When did the Viking Age begin and end?

The Viking Age is generally dated from the attack on Lindisfarne on the 8th of June 793 to the 11th century. The death of King Harald Hardrada of Norway at Stamford Bridge in 1066 is often taken as its end, though scholars have proposed other dates and a "long Viking Age" may stretch into the 15th century.

What was the attack on Lindisfarne in 793?

On the 8th of June 793, raiders destroyed the abbey on Lindisfarne, an island off the north-east coast of England in Northumberland. Monks were killed, drowned, or carried away as slaves along with the church treasures, and the event is regarded as the beginning of the Viking Age.

Where did the Vikings settle during the Viking Age?

Voyaging from Denmark, Norway, and Sweden, the Norse settled in the British Isles, Ireland, the Faroe Islands, Iceland, Greenland, Normandy, the Baltic coast, and along the Dnieper and Volga trade routes in eastern Europe. They also briefly settled in Newfoundland, becoming the first Europeans to reach North America.

Why did the Vikings begin raiding and expanding?

Scholars cite demographic, economic, ideological, political, technological, and environmental factors. Wealthy towns and weak kingdoms drew them out, while overpopulation, lack of good farmland, and political strife from the unification of Norway under Harald Fairhair may have pushed them. Anders Winroth argued that without their shipbuilding skill there would have been no Viking Age.

Did the Vikings reach North America during the Viking Age?

Yes.
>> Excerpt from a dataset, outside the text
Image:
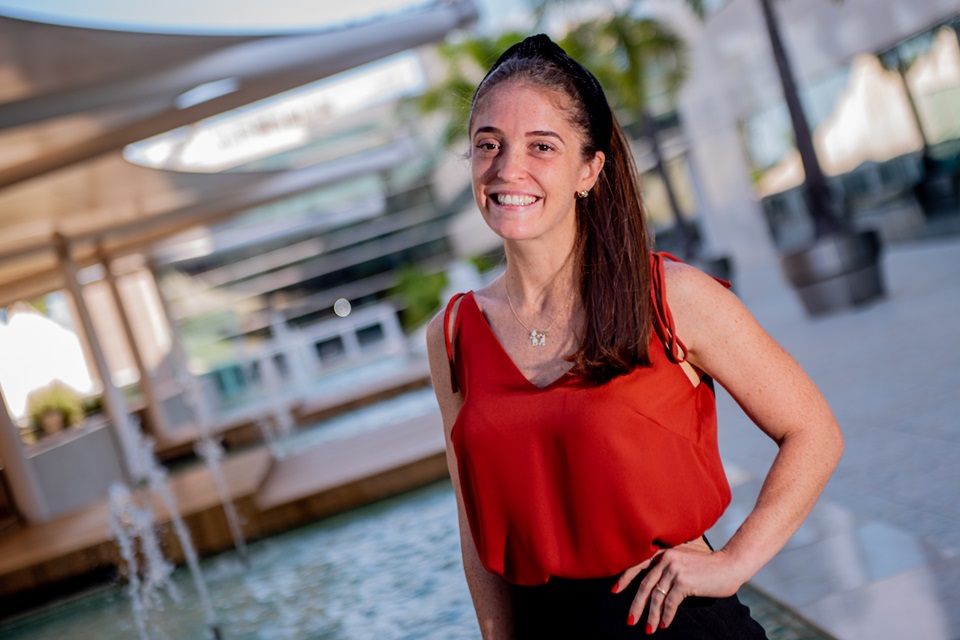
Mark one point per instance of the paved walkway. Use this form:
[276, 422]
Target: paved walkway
[880, 555]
Between 990 and 1050 CE, according to carbon-dating, Vikings established a small settlement near L'Anse aux Meadows on present-day Newfoundland. The feat of reaching North America in 1021 was a date not determined until a millennium later, and the remains are now a UNESCO World Heritage Site.

Who were the Varangians in the Viking Age?

The Varangians were Scandinavians, often Swedes, who migrated eastward and southward through what is now Belarus, Russia, and Ukraine in the 9th and 10th centuries. Led by Rurik, they settled around Novgorod and founded the early East Slavic state of Kievan Rus', and many later enlisted in the Byzantine Varangian Guard.